Now that's the one sided part. Don't misunderstand, I have not been a saint in this marriage. There is a lot of hurt and pain from the past from my critical demanding ways. I am a perfectionist and have to control my desire to have others join me in making sure everything is dead on and ready for success. I have been overbearing and have done many things that definitely do not deserve any respect. But I've worked on that and am much more accepting of my own flaws and others also. But respect in my home is conditional and nowhere to be found these days. I've been waiting for many years now hoping to earn that respect but it never seems to materialize. It depresses me, makes it tough to continue to be productive anymore when you know that no matter how well you do, in your family's eyes you will no doubt fall short.

I just started a new business that is already taking off. I will be able to work from home and it will only demand 25-30 hours of my week. I can't seem to get anyone on board to enjoy the excitement of this. I do believe my past cannot be overlooked by these poor souls. I have had to learn to overlook my wife's past. I try to show unconditional love and do most of the time. She is the victim, always has been and loves to stay in that comfy cozy mentality where most on the outside pity what all she's had to put up with. She lives in a 3,000 sq. ft. home, owns a 2nd home, but due to financial problems of the last year doesn't feel "secure." So take away the constant unfailing security, and she is justified in again taking away the respect.

I try to exemplify contentment in our home. It's not good enough. I'm still told I'm a bad example and shown the ways I can be a better example. I then follow that and become that example, but there's more ways to be an even better example. I don't know really. I'm just tired. It wears me down. I know I've failed, I know I'm not everything they need in a husband and daddy, but I just get so worn down from it never being enough.

Many moons ago it was the same way for me though. No matter what my wife did, there was always some way she could do it better. That's what I mean by I am just as guilty and actually believe she learned this from me. But that was when I was young and immature and was taking the world by a storm. I was the consummate leader always pushing forward. Join me to go where I'm going or get out of my way. I learned to tone that down a lot but am now paying for my ways of the past.

Obviously there are many other issues. I begged her to go to counseling with me years ago. I ended up going by myself for 2 years to work on me. She did finally go for a few months but only after she saw my desperation of wanting to just be done with this stupid struggle that's been going on between us for 18 years.

I've hurt her badly many times. She's hurt me badly many times.

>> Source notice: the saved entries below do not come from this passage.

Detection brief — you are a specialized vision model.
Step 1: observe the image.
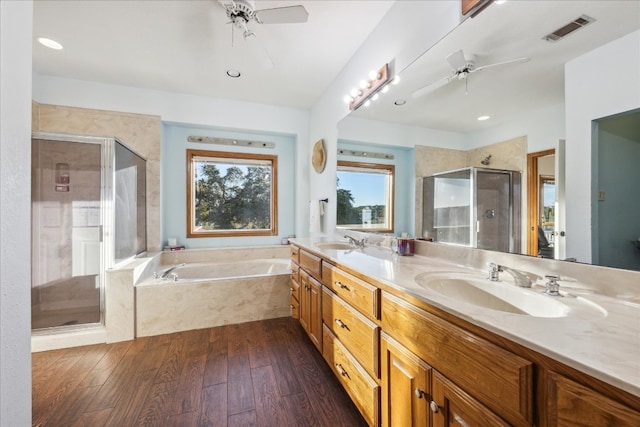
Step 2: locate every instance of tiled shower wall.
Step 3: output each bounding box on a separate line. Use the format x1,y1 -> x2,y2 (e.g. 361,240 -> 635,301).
32,101 -> 161,252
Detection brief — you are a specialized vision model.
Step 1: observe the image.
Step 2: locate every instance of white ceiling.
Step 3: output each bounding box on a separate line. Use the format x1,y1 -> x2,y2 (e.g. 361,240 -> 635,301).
351,1 -> 640,133
33,0 -> 395,110
31,1 -> 640,132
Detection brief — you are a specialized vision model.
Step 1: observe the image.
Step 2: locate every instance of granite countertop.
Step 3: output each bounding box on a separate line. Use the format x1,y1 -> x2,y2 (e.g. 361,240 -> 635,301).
289,237 -> 640,398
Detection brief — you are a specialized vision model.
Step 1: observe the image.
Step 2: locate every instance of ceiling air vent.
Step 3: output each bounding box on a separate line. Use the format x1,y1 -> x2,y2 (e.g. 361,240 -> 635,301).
543,15 -> 596,42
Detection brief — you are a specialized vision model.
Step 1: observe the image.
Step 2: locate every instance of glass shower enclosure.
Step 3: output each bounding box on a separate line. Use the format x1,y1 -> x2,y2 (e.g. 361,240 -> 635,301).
422,167 -> 521,253
31,131 -> 146,330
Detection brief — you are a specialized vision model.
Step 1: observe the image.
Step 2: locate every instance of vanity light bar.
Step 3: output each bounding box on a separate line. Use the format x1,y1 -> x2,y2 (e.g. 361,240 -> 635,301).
338,149 -> 394,160
345,63 -> 391,111
188,136 -> 275,149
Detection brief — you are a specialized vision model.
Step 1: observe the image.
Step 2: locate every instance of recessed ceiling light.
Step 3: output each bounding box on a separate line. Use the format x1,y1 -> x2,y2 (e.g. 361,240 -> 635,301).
394,99 -> 406,106
477,115 -> 491,121
37,37 -> 63,50
226,70 -> 241,78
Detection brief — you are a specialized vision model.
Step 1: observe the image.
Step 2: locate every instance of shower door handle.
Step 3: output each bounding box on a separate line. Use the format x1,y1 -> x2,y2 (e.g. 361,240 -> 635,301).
99,225 -> 103,242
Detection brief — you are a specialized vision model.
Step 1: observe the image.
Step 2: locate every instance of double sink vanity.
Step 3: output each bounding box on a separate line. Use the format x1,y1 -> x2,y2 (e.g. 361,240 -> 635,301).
289,237 -> 640,426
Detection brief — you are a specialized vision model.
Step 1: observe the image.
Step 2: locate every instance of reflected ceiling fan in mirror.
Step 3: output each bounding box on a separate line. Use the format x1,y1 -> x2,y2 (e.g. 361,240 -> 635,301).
412,49 -> 530,98
218,0 -> 309,69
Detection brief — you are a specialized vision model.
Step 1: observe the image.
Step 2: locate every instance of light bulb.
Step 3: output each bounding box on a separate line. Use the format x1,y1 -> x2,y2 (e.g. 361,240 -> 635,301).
369,70 -> 380,80
359,80 -> 368,89
364,100 -> 371,107
350,88 -> 358,97
343,95 -> 353,104
371,93 -> 379,101
392,75 -> 401,85
381,85 -> 390,93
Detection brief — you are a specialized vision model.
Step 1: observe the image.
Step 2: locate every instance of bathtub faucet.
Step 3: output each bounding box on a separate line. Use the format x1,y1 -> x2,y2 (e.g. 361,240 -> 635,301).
157,263 -> 185,279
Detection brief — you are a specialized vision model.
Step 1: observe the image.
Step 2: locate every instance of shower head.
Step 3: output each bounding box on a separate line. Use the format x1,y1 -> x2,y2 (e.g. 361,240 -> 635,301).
481,155 -> 491,165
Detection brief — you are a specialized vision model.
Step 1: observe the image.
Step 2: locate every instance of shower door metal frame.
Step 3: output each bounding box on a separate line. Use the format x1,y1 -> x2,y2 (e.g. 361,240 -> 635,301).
31,131 -> 114,331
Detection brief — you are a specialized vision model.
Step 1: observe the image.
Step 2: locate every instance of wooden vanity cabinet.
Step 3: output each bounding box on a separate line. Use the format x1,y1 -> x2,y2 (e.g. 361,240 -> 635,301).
381,332 -> 431,427
292,246 -> 323,353
324,325 -> 381,426
299,270 -> 322,352
290,263 -> 300,319
545,371 -> 640,426
382,291 -> 533,427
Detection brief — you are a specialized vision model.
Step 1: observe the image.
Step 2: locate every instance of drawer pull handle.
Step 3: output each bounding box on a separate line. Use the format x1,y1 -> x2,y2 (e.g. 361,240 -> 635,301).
290,304 -> 294,309
335,363 -> 349,378
335,281 -> 350,291
414,387 -> 425,398
335,319 -> 349,330
429,401 -> 439,413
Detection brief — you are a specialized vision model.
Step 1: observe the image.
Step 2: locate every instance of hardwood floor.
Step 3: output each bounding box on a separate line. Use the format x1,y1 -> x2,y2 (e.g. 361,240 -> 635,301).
32,317 -> 367,427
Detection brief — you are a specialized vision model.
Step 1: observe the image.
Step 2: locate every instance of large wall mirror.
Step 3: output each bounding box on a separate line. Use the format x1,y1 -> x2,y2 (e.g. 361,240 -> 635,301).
337,0 -> 640,271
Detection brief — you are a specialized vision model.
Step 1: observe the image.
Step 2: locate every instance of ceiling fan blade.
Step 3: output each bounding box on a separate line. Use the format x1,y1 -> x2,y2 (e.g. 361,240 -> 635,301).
446,50 -> 468,71
472,57 -> 530,72
255,5 -> 308,24
411,75 -> 453,99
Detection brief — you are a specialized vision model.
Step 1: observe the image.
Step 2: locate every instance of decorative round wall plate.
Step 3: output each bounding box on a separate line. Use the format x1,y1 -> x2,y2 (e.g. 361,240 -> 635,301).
312,139 -> 326,173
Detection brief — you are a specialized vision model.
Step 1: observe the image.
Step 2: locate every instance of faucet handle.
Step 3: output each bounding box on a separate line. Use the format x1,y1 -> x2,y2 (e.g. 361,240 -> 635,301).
544,274 -> 561,296
487,262 -> 501,281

I know this will and does happen in almost every marriage, but we can't seem to get past it. I'm the one that wants to connect emotionally while she would rather watch a football game than talk. I know. It really is bass ackwards. But I've learned to live with that. She hates communication. Any disagreement to her is an argument, black or white, no in-between.

If I ask her to join me in a couples devotional, she will not simply because I am the one that asked her. If I told her I didn't want to do a couples devotional, she would probably tell me I was a bad example for not wanting to and then she would all of a sudden want to. It's kind of sick to be honest all the games that get played around here. It reminds me of high school. :scratchhead:

I'm just tired, that's the only way to describe it. I'm tired, tired of waiting for the number one thing a man needs, respect, only to find out there's just one more thing I need to do to deserve it. For years I couldn't imagine living without her. Now I can't imagine continuing to live with her. I know divorce is awful, disgusting even, but I gotta admit that anywhere other than here looks like Eden from where I'm sitting. Everybody keeps saying think about the kids. I'm thinking that's all I've thought about for 18 years and the only reason we are still together living this miserable existence.

Well, that's it I guess. Any last thoughts before I make this plunge into the unknown would be greatly appreciated. Anything else I can do? Anything else I can try to be? Anything I can maybe try to do even better? Several months ago I started going through the bookshelf full of marriage books that I've already read and practicing anything I could get my hands on but it just doesn't work and I'm at that jumping off point ready to throw my hands in the air saying surely there is something, anything better than this.

Thanks for listening if you made it this far.


----------



## Toffer (Jan 31, 2012)

Zoom,

Judging from what you've written, it does seem you've taken ownership for the problems you've caused in the marraige. I truly hope that you'll continue to work on your controlling ways as you transition into your new life

If there's one piece of advice I could give you it's that you should apologize to your wife for your transgressions.

Apologize for being that controlling, be with me or move attitude. Apologize for your part in molding her into the type of person she is now. Don't expect anything in return from her. Take the high ground on this one. Let her tell the kids that you've again fallen short but use your time when you're with the kids to show them that they are what matters to you. Don't talk down about their mother!


----------



## Decorum (Sep 7, 2012)

It sounds like your relationship is upside down. It can take time to right it, if you are at the place where you can walk away then you are at the place where emotionally you are ready to fix it too.

Consider getting and reading the books a married mans sex life, its not a sex manual but a book about relating to a spouse, also the book No more mister nice guy.

The coping with infidelity section here has a newbie thread which gives some info on what is called the 180.

these are good places to start.


----------